GMS - Geometric Mean Score

The Geometric Mean Score (GMS) (widely known as G-Mean) [25] evaluates the balance between classification performance on the positive class (Recall/Sensitivity) and the negative class (Specificity).

Geometric Mean Score Balance Illustration

Originally proposed by [26] G-Mean is a cornerstone evaluation metric for heavily imbalanced learning. Unlike arithmetic averages that allow high accuracy on the majority class to mask poor performance on the rare minority class, the geometric mean severely penalizes extreme disparities. A classifier can only achieve a high G-Mean score if it performs strongly on both positive and negative instances simultaneously.

\[\text{G-Mean} = \sqrt{\text{Sensitivity} \times \text{Specificity}} = \sqrt{\text{Recall} \times \text{TNR}} = \sqrt{\frac{TP}{TP + FN} \times \frac{TN}{TN + FP}}\]

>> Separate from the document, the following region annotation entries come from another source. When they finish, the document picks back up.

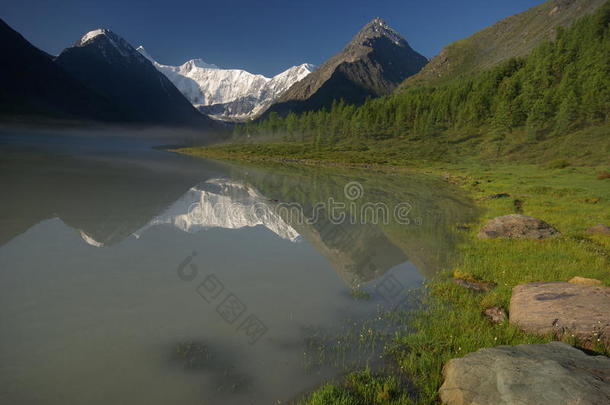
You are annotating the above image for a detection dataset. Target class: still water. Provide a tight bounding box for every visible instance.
[0,131,476,405]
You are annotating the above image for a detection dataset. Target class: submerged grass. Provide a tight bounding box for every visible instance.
[172,146,610,405]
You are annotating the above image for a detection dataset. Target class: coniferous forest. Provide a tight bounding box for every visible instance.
[240,3,610,156]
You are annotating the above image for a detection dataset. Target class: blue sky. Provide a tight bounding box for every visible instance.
[0,0,541,75]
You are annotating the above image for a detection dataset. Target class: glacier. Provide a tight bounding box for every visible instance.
[137,46,316,121]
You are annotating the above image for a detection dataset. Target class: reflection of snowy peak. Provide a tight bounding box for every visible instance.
[137,46,315,119]
[134,179,299,242]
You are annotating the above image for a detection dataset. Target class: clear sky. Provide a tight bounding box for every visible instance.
[0,0,542,75]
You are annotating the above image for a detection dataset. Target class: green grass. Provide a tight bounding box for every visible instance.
[177,125,610,167]
[172,144,610,405]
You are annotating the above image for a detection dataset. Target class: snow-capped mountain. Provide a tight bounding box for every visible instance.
[55,28,214,127]
[137,46,315,120]
[132,179,300,244]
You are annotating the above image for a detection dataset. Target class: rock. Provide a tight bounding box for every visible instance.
[483,307,507,323]
[479,193,510,201]
[587,224,610,235]
[453,277,496,292]
[513,199,523,214]
[509,282,610,344]
[439,342,610,405]
[479,214,559,239]
[568,276,602,285]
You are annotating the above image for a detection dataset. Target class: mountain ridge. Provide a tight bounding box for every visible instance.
[268,17,428,115]
[0,19,121,122]
[55,28,214,127]
[137,45,315,120]
[399,0,605,89]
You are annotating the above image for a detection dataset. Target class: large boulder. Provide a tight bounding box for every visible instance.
[509,282,610,344]
[439,342,610,405]
[479,214,559,239]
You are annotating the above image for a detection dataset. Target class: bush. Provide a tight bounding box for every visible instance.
[545,159,570,169]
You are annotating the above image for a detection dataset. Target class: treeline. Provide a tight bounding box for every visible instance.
[235,2,610,144]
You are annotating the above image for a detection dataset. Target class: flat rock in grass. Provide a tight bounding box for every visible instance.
[439,342,610,405]
[483,307,507,323]
[568,276,602,285]
[587,224,610,235]
[452,277,496,293]
[479,214,559,239]
[509,282,610,344]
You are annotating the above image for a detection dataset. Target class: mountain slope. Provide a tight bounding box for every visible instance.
[400,0,605,88]
[0,20,120,121]
[137,46,315,120]
[56,29,213,126]
[268,18,427,115]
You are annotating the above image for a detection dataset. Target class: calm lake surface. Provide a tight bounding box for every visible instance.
[0,131,476,405]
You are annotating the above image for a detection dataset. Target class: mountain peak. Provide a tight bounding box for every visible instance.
[136,45,156,63]
[74,28,139,57]
[77,28,114,46]
[352,17,407,45]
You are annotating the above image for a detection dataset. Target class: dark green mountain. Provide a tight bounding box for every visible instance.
[268,18,427,115]
[0,20,121,122]
[400,0,605,88]
[56,29,213,126]
[237,1,610,164]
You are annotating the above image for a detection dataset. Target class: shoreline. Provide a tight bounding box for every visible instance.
[171,144,610,405]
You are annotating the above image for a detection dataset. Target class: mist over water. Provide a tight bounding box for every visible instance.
[0,131,476,404]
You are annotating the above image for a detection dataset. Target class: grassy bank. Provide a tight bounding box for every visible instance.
[173,144,610,405]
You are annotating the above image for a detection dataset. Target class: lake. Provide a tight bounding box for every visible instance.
[0,130,477,405]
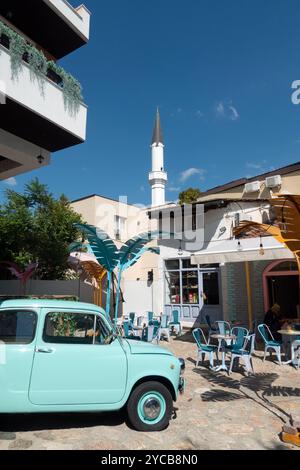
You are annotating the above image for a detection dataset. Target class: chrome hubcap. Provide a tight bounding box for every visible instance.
[143,398,161,420]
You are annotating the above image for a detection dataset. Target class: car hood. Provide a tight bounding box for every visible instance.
[126,339,174,356]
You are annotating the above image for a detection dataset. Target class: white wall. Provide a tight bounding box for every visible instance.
[0,129,51,180]
[44,0,91,41]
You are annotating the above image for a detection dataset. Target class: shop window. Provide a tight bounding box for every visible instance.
[203,272,220,305]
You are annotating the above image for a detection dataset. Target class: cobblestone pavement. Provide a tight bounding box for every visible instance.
[0,334,300,450]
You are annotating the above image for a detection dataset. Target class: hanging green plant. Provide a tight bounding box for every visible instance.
[0,21,83,115]
[47,61,83,114]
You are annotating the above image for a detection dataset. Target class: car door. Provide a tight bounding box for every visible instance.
[0,308,38,413]
[29,309,127,405]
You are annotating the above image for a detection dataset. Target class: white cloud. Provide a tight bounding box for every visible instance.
[3,178,18,186]
[179,168,205,183]
[195,109,204,118]
[246,160,267,171]
[171,108,183,118]
[216,101,225,117]
[229,106,240,121]
[215,100,240,121]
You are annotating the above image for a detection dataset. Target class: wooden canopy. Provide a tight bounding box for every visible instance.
[234,194,300,270]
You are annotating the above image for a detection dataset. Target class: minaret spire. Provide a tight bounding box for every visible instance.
[149,107,168,207]
[152,106,164,145]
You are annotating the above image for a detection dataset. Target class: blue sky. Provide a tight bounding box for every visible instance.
[0,0,300,204]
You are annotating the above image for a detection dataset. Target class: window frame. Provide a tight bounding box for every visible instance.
[0,307,38,346]
[164,257,222,308]
[42,310,113,346]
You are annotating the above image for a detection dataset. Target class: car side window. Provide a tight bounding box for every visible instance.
[43,312,109,345]
[0,310,37,344]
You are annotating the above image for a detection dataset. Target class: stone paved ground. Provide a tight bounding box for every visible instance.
[0,335,300,450]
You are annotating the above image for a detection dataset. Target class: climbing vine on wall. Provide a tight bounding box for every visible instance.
[0,21,83,114]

Engineering Insight: Geometric vs. Arithmetic Aggregation

To understand why library developers rely on the Geometric Mean for imbalanced classification, consider a dataset of 10,000 legitimate bank transactions (Class 0) and 10 fraudulent transactions (Class 1).

A lazy model simply classifies every single input as legitimate (Class 0): * Recall (Sensitivity on Fraud): 0.0 (0 out of 10 caught) * Specificity (TNR on Legitimate): 1.0 (10,000 out of 10,000 correctly bypassed)

If we evaluate this model using an Arithmetic Mean: .. math:

\text{Arithmetic Mean} = \frac{0.0 + 1.0}{2} = \mathbf{0.50}

The model receives a 50% score, creating an illusion of moderate utility.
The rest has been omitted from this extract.